As the last skeleton fell to dust under the heavy boots of the Infernal Wardens, the people of Winterfell looked out from the walls. They saw their lords, their maesters, and their new 'monstrous' pets standing victorious. The fear was gone. The North was no longer a victim; it was a fortress.

The battle was over, leaving the snow outside Winterfell's gates littered with piles of splintered bone and the tattered, foul-smelling robes of the fallen Liches. While the soldiers began the grim task of clearing the field, Philips stood in the center of the carnage, his eyes scanning the remains with a clinical intensity that made the nearby men shiver.

"Listen to me!" Philips shouted, his voice cutting through the heavy breathing of the tired men. "Do not burn the remains yet. I need you to harvest them. Bring me the skulls of the Walking Skeletons and the desiccated rib-cages of the Liches. I need them intact. We shall call them... trophies."

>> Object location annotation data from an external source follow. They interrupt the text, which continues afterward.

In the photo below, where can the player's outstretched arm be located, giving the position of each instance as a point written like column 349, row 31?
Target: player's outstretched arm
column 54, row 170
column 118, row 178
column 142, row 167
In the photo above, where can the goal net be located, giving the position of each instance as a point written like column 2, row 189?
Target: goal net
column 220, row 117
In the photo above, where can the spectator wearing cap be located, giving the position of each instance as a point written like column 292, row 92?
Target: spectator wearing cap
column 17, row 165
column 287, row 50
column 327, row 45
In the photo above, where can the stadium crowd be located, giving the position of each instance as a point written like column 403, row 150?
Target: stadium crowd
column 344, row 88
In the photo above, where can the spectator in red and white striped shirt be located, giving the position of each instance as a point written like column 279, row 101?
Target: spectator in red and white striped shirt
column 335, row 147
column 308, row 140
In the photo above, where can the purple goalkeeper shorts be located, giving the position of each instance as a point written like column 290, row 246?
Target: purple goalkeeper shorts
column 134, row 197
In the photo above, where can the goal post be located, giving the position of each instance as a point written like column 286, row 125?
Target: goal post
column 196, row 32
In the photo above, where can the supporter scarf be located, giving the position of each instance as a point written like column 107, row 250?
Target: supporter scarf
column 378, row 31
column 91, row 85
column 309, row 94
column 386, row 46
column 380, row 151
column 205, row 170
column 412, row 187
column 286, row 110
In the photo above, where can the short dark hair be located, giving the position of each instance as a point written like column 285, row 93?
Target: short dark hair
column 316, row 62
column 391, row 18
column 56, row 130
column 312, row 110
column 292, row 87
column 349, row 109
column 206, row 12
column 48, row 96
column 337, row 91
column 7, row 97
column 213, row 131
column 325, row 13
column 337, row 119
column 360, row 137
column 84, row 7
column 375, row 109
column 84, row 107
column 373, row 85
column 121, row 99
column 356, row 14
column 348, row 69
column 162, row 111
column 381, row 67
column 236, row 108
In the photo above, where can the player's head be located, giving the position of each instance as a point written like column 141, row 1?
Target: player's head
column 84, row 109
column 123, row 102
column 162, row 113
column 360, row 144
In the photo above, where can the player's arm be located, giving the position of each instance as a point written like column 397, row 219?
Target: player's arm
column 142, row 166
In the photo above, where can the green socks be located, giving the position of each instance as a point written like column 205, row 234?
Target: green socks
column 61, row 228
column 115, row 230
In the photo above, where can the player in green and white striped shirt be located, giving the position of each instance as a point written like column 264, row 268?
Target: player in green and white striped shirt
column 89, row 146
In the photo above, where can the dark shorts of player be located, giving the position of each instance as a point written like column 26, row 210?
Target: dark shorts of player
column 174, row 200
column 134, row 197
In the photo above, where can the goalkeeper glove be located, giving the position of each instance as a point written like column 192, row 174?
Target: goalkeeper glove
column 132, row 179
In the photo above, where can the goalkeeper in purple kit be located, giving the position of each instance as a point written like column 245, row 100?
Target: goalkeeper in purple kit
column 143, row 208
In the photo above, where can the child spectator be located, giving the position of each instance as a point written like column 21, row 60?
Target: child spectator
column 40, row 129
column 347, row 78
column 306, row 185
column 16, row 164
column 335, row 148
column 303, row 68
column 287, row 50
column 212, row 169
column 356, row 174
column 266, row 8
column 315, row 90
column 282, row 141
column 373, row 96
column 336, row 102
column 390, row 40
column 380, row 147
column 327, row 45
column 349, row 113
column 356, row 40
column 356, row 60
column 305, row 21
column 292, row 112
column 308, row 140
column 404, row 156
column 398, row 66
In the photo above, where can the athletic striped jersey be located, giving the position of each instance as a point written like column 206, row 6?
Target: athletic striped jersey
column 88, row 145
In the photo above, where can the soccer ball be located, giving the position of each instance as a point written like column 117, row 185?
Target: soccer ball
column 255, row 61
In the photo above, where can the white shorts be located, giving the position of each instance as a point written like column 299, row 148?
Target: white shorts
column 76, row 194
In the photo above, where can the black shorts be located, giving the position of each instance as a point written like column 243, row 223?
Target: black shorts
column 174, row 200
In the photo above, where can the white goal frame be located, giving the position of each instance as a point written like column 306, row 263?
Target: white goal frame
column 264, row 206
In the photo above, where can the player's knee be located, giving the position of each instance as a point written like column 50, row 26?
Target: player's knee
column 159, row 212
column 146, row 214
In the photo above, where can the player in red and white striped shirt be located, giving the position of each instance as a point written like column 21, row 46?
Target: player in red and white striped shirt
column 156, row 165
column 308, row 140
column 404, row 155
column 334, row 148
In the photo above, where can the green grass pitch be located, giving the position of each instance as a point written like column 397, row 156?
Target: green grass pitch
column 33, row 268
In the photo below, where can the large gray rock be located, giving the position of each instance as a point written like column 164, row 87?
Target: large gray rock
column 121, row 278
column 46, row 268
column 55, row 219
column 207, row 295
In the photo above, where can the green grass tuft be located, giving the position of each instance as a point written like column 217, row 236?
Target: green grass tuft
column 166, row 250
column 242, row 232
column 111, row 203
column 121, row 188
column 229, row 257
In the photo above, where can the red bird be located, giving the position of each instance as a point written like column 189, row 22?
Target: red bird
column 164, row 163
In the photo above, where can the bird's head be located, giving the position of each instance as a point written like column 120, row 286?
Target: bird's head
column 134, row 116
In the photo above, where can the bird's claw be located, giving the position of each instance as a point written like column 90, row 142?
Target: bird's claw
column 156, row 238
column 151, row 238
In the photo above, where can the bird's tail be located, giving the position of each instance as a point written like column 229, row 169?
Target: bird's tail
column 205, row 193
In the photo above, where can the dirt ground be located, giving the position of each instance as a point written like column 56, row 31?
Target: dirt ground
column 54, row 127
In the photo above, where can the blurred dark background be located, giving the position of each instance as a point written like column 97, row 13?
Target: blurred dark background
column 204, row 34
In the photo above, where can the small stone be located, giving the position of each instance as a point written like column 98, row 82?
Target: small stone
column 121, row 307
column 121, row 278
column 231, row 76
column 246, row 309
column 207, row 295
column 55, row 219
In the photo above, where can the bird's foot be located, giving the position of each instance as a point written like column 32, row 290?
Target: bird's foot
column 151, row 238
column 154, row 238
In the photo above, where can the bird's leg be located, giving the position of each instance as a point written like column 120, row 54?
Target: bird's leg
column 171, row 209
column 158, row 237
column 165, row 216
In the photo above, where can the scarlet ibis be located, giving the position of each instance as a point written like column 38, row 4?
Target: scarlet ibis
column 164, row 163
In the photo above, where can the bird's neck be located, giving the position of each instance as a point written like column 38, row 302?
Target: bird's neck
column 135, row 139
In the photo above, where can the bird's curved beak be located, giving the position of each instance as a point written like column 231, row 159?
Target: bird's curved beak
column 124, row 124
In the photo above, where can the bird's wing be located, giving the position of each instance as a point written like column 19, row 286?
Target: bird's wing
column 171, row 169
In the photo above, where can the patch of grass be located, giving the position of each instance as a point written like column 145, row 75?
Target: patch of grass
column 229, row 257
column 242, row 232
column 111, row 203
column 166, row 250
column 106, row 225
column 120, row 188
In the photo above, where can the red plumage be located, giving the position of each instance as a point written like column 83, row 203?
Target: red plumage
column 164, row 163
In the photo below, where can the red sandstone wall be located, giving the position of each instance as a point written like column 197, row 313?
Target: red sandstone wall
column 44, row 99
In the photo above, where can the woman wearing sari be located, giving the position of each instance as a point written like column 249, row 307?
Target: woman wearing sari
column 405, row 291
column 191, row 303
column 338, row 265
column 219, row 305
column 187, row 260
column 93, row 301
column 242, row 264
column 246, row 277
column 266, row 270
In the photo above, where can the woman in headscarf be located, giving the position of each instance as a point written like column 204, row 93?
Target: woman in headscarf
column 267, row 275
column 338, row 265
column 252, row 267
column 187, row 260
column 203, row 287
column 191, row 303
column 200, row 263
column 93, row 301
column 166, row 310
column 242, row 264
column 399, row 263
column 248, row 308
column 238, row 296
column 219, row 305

The Northern soldiers stopped in their tracks. Silence fell over the yard as hardened warriors and weary rangers exchanged bewildered glances.

"Trophies?" a young Karstark soldier muttered, scratching his head with a blood-stained gauntlet. "Lad, we usually just toss 'em in a pit so they don't get back up. What do you want with a bag of rattling bones?"

Ned Stark walked over, his breath misting in the freezing air, his Infernal Warden armor still humming with Beelzebub's heavy resonance. He looked at a pile of shattered rib-cages and then back at Philips.

"Philips," Ned said, his voice low and cautious. "My men are soldiers, not bone-collectors. Why do you need the remains of these abominations? To keep them as macabre prizes?"

Philips looked at the Lord of Winterfell, a faint, weary smile on his face. "In the world of the Abyss—where the true war is fought—nothing is wasted, Lord Stark. We don't keep them for pride. We keep them for power."

He gestured toward the smithy where the Northern smiths were already waiting. "I need to craft the Trophy of Death. It's another of Bisith the Mage's designs. He discovered that the lingering essence of the 'Greater Undead' can be bound into a physical object. If we combine a Skeleton or Lich Trophy with Iron and Owl Bone, we create a relic of the Grave."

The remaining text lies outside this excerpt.